The report document must contain sections highlighting the following:

#### 1 – Design and Implementation

- Specify clearly the design giving detailed description of the datapath, its components, control, and the implementation details.
- Provide drawings of the component circuits and the overall datapath.
- Provide a complete description of the control logic and the control signals. Provide a table giving the control signal values for each instruction. Provide the logic equations for each control signal.
- Provide a complete description of the forwarding logic, the cases that were handled, and the cases that stall the pipeline, and the logic that you have implemented to stall the pipeline.

#### 2 – Simulation and Testing

- Carry out the simulation of the processor developed using Logisim.
- Describe the test programs that you used to test your design with enough comments describing the program, its inputs, and its expected output.
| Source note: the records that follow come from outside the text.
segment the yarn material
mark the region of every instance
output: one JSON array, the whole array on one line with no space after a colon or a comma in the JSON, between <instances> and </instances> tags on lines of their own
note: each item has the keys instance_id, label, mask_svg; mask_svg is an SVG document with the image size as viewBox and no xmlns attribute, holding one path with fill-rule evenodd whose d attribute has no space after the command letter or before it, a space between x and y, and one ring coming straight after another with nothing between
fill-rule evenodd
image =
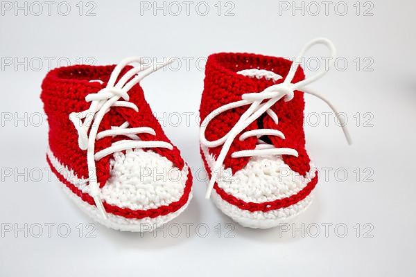
<instances>
[{"instance_id":1,"label":"yarn material","mask_svg":"<svg viewBox=\"0 0 416 277\"><path fill-rule=\"evenodd\" d=\"M211 111L220 106L241 100L243 94L260 92L272 84L283 82L291 63L291 61L282 57L255 54L220 53L211 55L205 66L204 91L200 107L200 124L204 124L204 119ZM283 79L275 82L272 79L257 79L237 73L238 71L251 69L270 71L282 76ZM299 66L292 82L295 83L304 78L303 70ZM207 126L207 139L212 141L224 136L246 109L244 107L236 108L212 118ZM304 175L310 170L310 159L305 150L303 129L304 93L295 91L293 99L288 102L278 101L272 107L272 109L279 117L278 126L270 116L263 116L261 120L252 123L243 132L259 127L281 131L286 139L270 136L271 143L277 148L295 149L299 154L298 157L284 156L284 161L292 170ZM255 137L248 138L244 141L240 141L236 137L224 161L225 168L231 168L233 173L242 169L248 162L250 157L233 159L231 154L237 151L254 149L257 141ZM209 148L209 153L216 157L220 150L221 146Z\"/></svg>"},{"instance_id":2,"label":"yarn material","mask_svg":"<svg viewBox=\"0 0 416 277\"><path fill-rule=\"evenodd\" d=\"M75 181L86 180L87 182L88 167L86 151L80 150L78 146L77 132L69 116L71 113L80 112L88 109L89 103L85 101L85 96L90 93L96 93L105 87L114 67L115 65L75 65L58 68L48 73L42 84L41 99L44 103L44 109L49 125L50 152L46 157L47 161L60 181L83 202L92 206L94 206L95 204L93 198L88 193L87 184L84 186L85 190L83 191L77 186L79 184ZM131 66L126 66L123 72L126 72L130 68ZM90 82L91 80L94 81ZM112 107L104 116L99 125L98 132L110 129L112 126L119 126L128 121L132 127L150 127L155 130L155 136L149 134L138 134L137 136L141 141L157 140L171 143L153 116L150 106L144 98L144 91L140 85L138 84L135 85L128 91L128 95L129 101L137 106L139 111L136 112L123 107ZM108 148L112 143L121 139L123 136L107 136L96 141L96 152ZM162 190L158 190L152 188L141 190L140 193L145 191L147 198L139 197L139 193L137 193L138 196L135 195L132 197L128 190L119 189L120 184L106 188L106 184L114 178L112 174L114 175L116 170L123 172L125 170L123 168L123 164L116 162L120 152L108 155L96 163L97 180L100 187L111 196L107 199L110 203L103 202L106 211L125 218L144 219L156 218L180 211L191 199L192 186L191 171L181 157L180 150L174 145L171 150L158 148L144 148L141 150L151 151L154 153L154 159L159 159L161 161L165 159L166 161L162 163L162 168L168 170L175 168L178 171L184 172L183 178L178 181L183 183L175 184L173 186L170 187L168 185L172 186L172 183L171 182L169 185L168 181L166 184L162 184L164 186ZM127 150L121 153L128 154L128 152L129 150ZM53 161L54 160L55 162ZM125 160L127 161L128 159L125 158ZM128 158L128 160L131 160L131 157ZM140 159L137 161L143 161ZM151 164L153 163L150 163ZM159 163L155 164L157 166ZM60 165L60 167L57 165ZM135 169L134 167L130 166L130 168L132 168L130 171ZM116 169L116 170L114 171ZM68 172L73 173L72 179L65 178ZM160 184L159 185L160 186ZM143 186L144 185L136 182L134 186ZM147 186L152 186L152 184L148 184ZM173 188L173 187L175 188ZM109 190L111 191L109 192ZM139 192L139 190L136 191ZM126 199L124 199L125 195L130 195L127 200L137 199L139 203L126 204ZM148 205L146 203L149 202Z\"/></svg>"}]
</instances>

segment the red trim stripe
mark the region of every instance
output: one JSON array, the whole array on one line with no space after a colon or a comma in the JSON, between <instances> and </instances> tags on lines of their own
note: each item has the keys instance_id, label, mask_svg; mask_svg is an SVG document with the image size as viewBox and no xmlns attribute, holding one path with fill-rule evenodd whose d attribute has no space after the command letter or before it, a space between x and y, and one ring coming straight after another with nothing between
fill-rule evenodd
<instances>
[{"instance_id":1,"label":"red trim stripe","mask_svg":"<svg viewBox=\"0 0 416 277\"><path fill-rule=\"evenodd\" d=\"M207 170L207 172L208 172L209 178L211 178L211 171L209 170L209 167L208 166L207 160L205 159L205 156L202 150L201 156L202 157L202 160L204 161L205 170ZM232 195L227 193L225 190L224 190L218 186L217 183L215 183L214 189L223 200L227 202L232 205L236 206L241 210L247 210L250 212L261 211L266 213L270 211L277 210L281 208L287 208L290 206L298 203L300 201L303 200L311 194L312 190L313 190L313 189L316 186L317 183L318 171L316 172L316 176L315 176L315 178L313 178L309 183L308 183L306 186L305 186L302 190L300 190L295 195L291 195L288 197L263 203L245 202Z\"/></svg>"},{"instance_id":2,"label":"red trim stripe","mask_svg":"<svg viewBox=\"0 0 416 277\"><path fill-rule=\"evenodd\" d=\"M83 201L88 203L92 206L96 206L94 199L91 195L87 193L83 193L73 184L68 181L52 165L52 163L49 160L49 157L46 155L46 161L52 170L52 172L56 175L59 181L64 184L68 188L72 191L73 193L76 195L78 197L81 198ZM132 210L128 208L120 208L116 206L109 204L106 202L103 202L104 208L107 213L112 213L113 215L122 216L129 219L138 219L141 220L145 217L155 218L160 215L166 215L169 213L174 213L179 210L181 207L187 204L189 198L191 193L191 188L192 186L192 175L191 174L191 170L188 168L188 176L187 179L187 183L185 184L185 188L184 190L184 194L179 200L175 202L172 202L168 205L161 206L156 208L150 208L148 210Z\"/></svg>"}]
</instances>

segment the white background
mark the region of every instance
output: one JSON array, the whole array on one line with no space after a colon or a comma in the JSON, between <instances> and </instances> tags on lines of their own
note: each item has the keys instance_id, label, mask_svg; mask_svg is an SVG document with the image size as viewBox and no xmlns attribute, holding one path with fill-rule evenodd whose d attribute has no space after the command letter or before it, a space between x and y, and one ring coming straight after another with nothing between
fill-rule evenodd
<instances>
[{"instance_id":1,"label":"white background","mask_svg":"<svg viewBox=\"0 0 416 277\"><path fill-rule=\"evenodd\" d=\"M163 10L154 15L153 1L147 2L150 10L141 9L147 5L143 1L97 1L95 8L84 1L80 16L78 1L69 3L67 16L60 15L66 12L64 6L57 10L60 2L52 5L50 16L43 2L39 15L39 6L31 2L17 10L14 2L11 10L0 3L4 8L0 17L1 276L416 274L415 2L361 1L359 15L355 0L336 8L338 2L332 2L328 15L320 1L318 15L313 15L316 4L307 2L304 15L293 10L292 1L225 2L220 2L220 15L216 1L205 2L209 7L205 16L207 4L197 8L199 2L191 4L189 15L182 2L177 15L173 14L177 13L177 6L168 3L166 15ZM288 10L282 8L286 4ZM163 7L163 2L158 6ZM340 15L345 6L347 12ZM86 16L92 8L96 15ZM234 15L225 16L229 8ZM363 16L369 8L373 15ZM313 87L345 113L354 144L347 145L333 114L325 124L322 113L329 108L306 96L307 148L318 168L331 168L327 179L321 171L314 202L286 226L289 231L243 228L203 197L206 182L196 121L204 59L220 51L293 57L315 37L332 39L338 55L348 62L345 67L341 60ZM318 49L310 55L322 54ZM178 57L179 69L172 65L142 86L195 177L189 208L166 229L144 235L87 225L92 221L49 176L46 118L39 124L43 114L40 84L49 70L48 60L55 67L58 60L64 65L92 57L96 64L109 64L129 55ZM191 60L189 68L187 60ZM192 113L189 123L185 113ZM182 121L177 125L178 114ZM50 235L48 224L55 224ZM193 224L189 234L187 224ZM40 225L42 233L35 238ZM86 232L94 226L95 238L88 238ZM10 226L12 230L5 232ZM62 238L67 226L71 232ZM207 226L209 231L205 234ZM174 238L178 227L181 233ZM22 231L15 232L17 228ZM293 233L294 228L303 229L304 235ZM231 238L227 238L230 230Z\"/></svg>"}]
</instances>

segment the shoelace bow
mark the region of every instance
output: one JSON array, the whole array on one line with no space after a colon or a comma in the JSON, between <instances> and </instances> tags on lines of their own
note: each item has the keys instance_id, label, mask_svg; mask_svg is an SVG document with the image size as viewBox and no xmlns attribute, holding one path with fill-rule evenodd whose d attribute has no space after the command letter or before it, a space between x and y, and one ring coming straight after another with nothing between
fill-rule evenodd
<instances>
[{"instance_id":1,"label":"shoelace bow","mask_svg":"<svg viewBox=\"0 0 416 277\"><path fill-rule=\"evenodd\" d=\"M89 194L105 218L107 217L107 213L99 195L100 186L97 181L96 161L119 151L150 148L172 150L173 145L166 141L141 141L137 136L138 134L150 134L153 136L156 134L155 130L149 127L129 128L130 123L125 121L120 126L112 126L111 129L98 132L100 123L112 107L124 107L139 111L137 106L129 102L128 92L145 77L172 62L171 59L167 59L167 61L145 65L143 59L137 57L128 57L122 60L114 67L107 86L98 92L88 94L85 97L87 102L91 102L89 108L81 112L73 112L69 114L69 119L73 123L78 134L79 148L83 150L87 150ZM133 66L116 82L121 71L132 63L138 63L139 66ZM123 100L119 100L120 98ZM112 143L111 146L95 152L96 141L107 136L125 136L130 139Z\"/></svg>"},{"instance_id":2,"label":"shoelace bow","mask_svg":"<svg viewBox=\"0 0 416 277\"><path fill-rule=\"evenodd\" d=\"M321 78L327 73L326 69L321 70L317 74L311 78L304 79L296 83L291 83L292 80L295 76L296 70L297 69L297 67L299 66L299 64L300 64L305 53L312 46L316 44L324 45L329 50L331 59L329 63L328 69L330 68L333 65L336 57L336 51L334 45L332 44L332 42L331 42L331 41L325 38L318 38L313 39L307 43L301 50L299 55L295 59L295 61L292 63L290 71L282 83L268 87L261 92L248 93L243 94L241 96L242 100L230 102L214 109L205 118L205 119L204 119L200 127L200 140L201 143L207 148L214 148L223 145L223 148L221 148L220 154L214 163L214 168L211 170L212 173L211 179L209 180L209 184L207 189L205 198L209 198L215 182L219 177L220 171L222 169L225 157L229 151L229 148L232 144L232 142L238 136L238 134L253 121L261 116L261 115L265 112L270 116L275 123L277 125L279 123L279 118L277 115L272 110L272 109L270 109L270 107L282 98L286 102L292 100L294 97L294 91L296 90L301 90L306 93L313 95L325 102L337 116L340 125L343 128L343 131L347 141L349 144L352 143L351 137L347 127L345 126L344 118L339 116L339 114L335 107L333 107L333 105L328 100L320 96L315 90L306 87L308 84ZM237 123L227 134L217 139L216 141L209 141L207 140L205 138L205 129L209 122L214 118L224 111L248 105L250 106L241 115ZM259 138L261 136L265 135L276 136L282 139L285 139L284 134L281 132L274 129L257 129L247 131L241 134L239 138L240 141L244 141L249 137L257 136L257 138ZM259 139L258 144L256 145L255 149L236 151L232 153L231 157L232 158L240 158L243 157L262 155L291 155L297 157L298 153L295 149L277 148L273 145L266 143Z\"/></svg>"}]
</instances>

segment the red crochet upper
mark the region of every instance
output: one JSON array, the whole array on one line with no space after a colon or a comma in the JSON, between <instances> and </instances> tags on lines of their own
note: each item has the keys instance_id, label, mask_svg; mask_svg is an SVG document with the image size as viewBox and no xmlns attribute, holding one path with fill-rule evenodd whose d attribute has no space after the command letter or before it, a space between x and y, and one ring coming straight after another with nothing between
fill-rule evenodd
<instances>
[{"instance_id":1,"label":"red crochet upper","mask_svg":"<svg viewBox=\"0 0 416 277\"><path fill-rule=\"evenodd\" d=\"M95 93L105 87L115 65L88 66L76 65L61 67L50 71L42 84L41 98L49 124L49 146L53 155L63 164L73 170L79 177L88 177L87 151L82 150L78 144L78 133L69 120L69 114L87 109L91 103L85 101L89 93ZM126 67L121 75L129 69ZM89 82L101 80L104 83ZM139 108L136 112L132 109L113 107L101 121L98 132L110 129L111 126L121 125L128 121L132 127L150 127L156 132L155 136L139 134L143 141L163 141L171 143L164 133L150 107L144 99L141 87L135 85L129 91L130 102ZM123 137L105 137L96 142L96 152L111 145L112 143ZM151 148L153 151L164 156L179 169L184 166L184 161L179 150L173 146L172 150L165 148ZM107 156L96 161L98 181L103 187L110 177L110 159Z\"/></svg>"},{"instance_id":2,"label":"red crochet upper","mask_svg":"<svg viewBox=\"0 0 416 277\"><path fill-rule=\"evenodd\" d=\"M220 53L211 55L205 66L205 87L200 109L201 124L203 124L203 120L213 110L232 102L241 100L243 94L260 92L272 84L283 82L291 64L291 61L282 57L255 54ZM275 82L272 80L259 80L237 74L239 71L250 69L272 71L281 75L283 79ZM292 82L299 82L304 78L303 70L299 66ZM212 118L207 127L207 139L212 141L227 134L248 108L248 106L245 106L230 109ZM277 125L265 114L241 133L259 128L276 129L282 132L286 139L276 136L270 136L268 138L277 148L293 148L297 151L298 157L284 155L283 159L293 170L304 175L310 170L310 159L305 150L303 92L295 91L295 97L291 100L285 102L281 99L272 109L279 117ZM233 173L242 169L250 157L232 158L232 153L253 150L257 141L256 137L250 137L243 141L239 137L239 136L236 136L234 138L224 161L225 167L230 168ZM222 147L220 145L209 148L209 153L216 158Z\"/></svg>"}]
</instances>

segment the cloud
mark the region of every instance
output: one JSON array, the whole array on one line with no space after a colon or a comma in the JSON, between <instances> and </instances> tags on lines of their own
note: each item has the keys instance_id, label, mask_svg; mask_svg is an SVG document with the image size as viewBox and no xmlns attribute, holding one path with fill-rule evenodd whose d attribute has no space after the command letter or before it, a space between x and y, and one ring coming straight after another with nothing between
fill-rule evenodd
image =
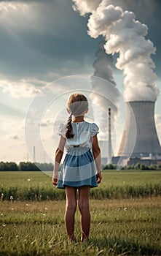
<instances>
[{"instance_id":1,"label":"cloud","mask_svg":"<svg viewBox=\"0 0 161 256\"><path fill-rule=\"evenodd\" d=\"M0 80L2 91L9 93L17 99L33 97L47 84L47 82L37 79L21 79L17 81Z\"/></svg>"},{"instance_id":2,"label":"cloud","mask_svg":"<svg viewBox=\"0 0 161 256\"><path fill-rule=\"evenodd\" d=\"M19 117L24 116L24 112L15 108L14 107L9 106L5 103L0 102L0 113L7 116L16 116Z\"/></svg>"},{"instance_id":3,"label":"cloud","mask_svg":"<svg viewBox=\"0 0 161 256\"><path fill-rule=\"evenodd\" d=\"M11 135L11 136L9 136L9 138L10 138L12 140L19 140L19 137L18 137L18 135Z\"/></svg>"}]
</instances>

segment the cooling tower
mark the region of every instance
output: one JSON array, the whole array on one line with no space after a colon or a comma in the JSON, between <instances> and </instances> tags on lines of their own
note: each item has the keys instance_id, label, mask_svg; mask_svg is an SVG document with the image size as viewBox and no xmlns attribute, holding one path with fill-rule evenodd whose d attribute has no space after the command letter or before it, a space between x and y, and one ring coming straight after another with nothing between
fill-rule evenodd
<instances>
[{"instance_id":1,"label":"cooling tower","mask_svg":"<svg viewBox=\"0 0 161 256\"><path fill-rule=\"evenodd\" d=\"M140 157L161 154L154 114L154 102L133 101L126 103L125 127L119 156Z\"/></svg>"}]
</instances>

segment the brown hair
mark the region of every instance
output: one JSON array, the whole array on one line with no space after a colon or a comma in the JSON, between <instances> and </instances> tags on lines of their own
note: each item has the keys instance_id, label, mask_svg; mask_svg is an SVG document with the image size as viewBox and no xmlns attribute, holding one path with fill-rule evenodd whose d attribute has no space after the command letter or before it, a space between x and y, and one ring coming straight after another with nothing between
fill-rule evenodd
<instances>
[{"instance_id":1,"label":"brown hair","mask_svg":"<svg viewBox=\"0 0 161 256\"><path fill-rule=\"evenodd\" d=\"M70 111L70 116L66 123L66 138L70 139L74 136L71 126L72 115L75 116L82 116L88 108L88 102L85 95L74 94L69 97L67 105Z\"/></svg>"}]
</instances>

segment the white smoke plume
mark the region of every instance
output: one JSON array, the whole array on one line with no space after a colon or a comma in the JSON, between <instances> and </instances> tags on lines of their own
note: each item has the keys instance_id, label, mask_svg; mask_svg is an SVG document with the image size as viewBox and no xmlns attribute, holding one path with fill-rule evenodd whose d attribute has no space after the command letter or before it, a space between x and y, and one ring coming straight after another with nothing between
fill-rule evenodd
<instances>
[{"instance_id":1,"label":"white smoke plume","mask_svg":"<svg viewBox=\"0 0 161 256\"><path fill-rule=\"evenodd\" d=\"M93 38L103 36L106 53L119 53L116 67L122 70L125 75L125 99L155 101L159 90L154 83L157 75L153 71L155 65L151 55L155 53L156 49L153 43L145 38L147 26L136 20L133 12L123 10L128 7L127 2L132 3L132 1L98 1L97 7L94 0L74 1L81 15L92 13L87 24L89 35ZM110 4L111 2L116 4L115 6ZM148 2L149 4L149 1ZM132 4L133 8L137 4Z\"/></svg>"},{"instance_id":2,"label":"white smoke plume","mask_svg":"<svg viewBox=\"0 0 161 256\"><path fill-rule=\"evenodd\" d=\"M112 123L117 113L117 108L119 92L115 86L116 83L112 74L113 58L111 55L106 53L103 47L104 43L105 41L102 39L99 42L98 50L95 53L97 59L93 63L95 72L92 77L93 89L90 97L93 102L95 118L100 126L104 127L105 134L108 134L108 109L109 108L111 109ZM102 79L98 79L97 78ZM98 111L97 106L101 108L99 111ZM101 137L101 135L100 135L100 137Z\"/></svg>"}]
</instances>

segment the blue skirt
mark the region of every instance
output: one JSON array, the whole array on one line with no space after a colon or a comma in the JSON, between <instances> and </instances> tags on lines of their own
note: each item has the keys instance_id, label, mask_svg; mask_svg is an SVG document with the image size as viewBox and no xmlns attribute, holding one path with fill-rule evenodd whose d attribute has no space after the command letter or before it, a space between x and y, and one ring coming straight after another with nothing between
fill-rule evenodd
<instances>
[{"instance_id":1,"label":"blue skirt","mask_svg":"<svg viewBox=\"0 0 161 256\"><path fill-rule=\"evenodd\" d=\"M65 186L79 188L82 186L98 187L95 160L90 148L69 148L65 157L57 187Z\"/></svg>"}]
</instances>

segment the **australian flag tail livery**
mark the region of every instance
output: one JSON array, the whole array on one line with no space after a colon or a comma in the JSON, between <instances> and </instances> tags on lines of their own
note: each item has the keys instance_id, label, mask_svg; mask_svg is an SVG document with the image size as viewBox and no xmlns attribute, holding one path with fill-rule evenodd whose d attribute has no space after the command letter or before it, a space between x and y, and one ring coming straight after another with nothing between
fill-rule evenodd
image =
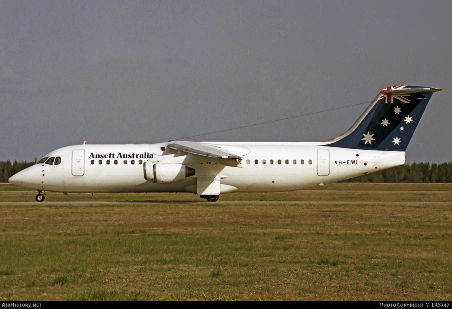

List all the instructions that were tested and work correctly. List all the instructions that do not run properly.
- Describe all the cases that you handled involving dependences between instructions, forwarding cases, and cases that stall the pipeline.
- Also provide snapshots of the Simulator window with your test program loaded and showing the simulation output results.

# 3 – Teamwork

- Two or at most three students can form a group. Make sure to write the names of all the group members on the project report title page.
- Group members are required to coordinate the work equally among themselves so that everyone is involved in all the following activities:
  - Design and Implementation
  - Simulation and Testing
- Clearly show the work done by each group member using a chart and prepare an execution plan showing the time frame for completing the subtasks of the project. You can also mention how many meetings were conducted between the group members to discuss the design, implementation, and testing.

#### Submission Guidelines

All submissions will be done through Blackboard.

Attach one zip file containing all the design circuits and sub-circuits, the test programs, their source code and binary instruction files that you have used to test your design, their test data, as well as the report document. Submit also a hard copy of the report during the class lecture.

# **Grading policy**

The grade will be divided according to the following components:

- Correctness: whether your implementation is working
- Completeness and testing: whether all instructions and cases have been implemented, handled, and tested properly
- Participation and contribution to the project
- Poster Presentation
- Report document

# Late policy

The project should be submitted on the due date by midnight. Late projects are accepted for a maximum of 2 late days. Projects submitted after 2 late days will not be accepted. The maximum late penalty is 10%.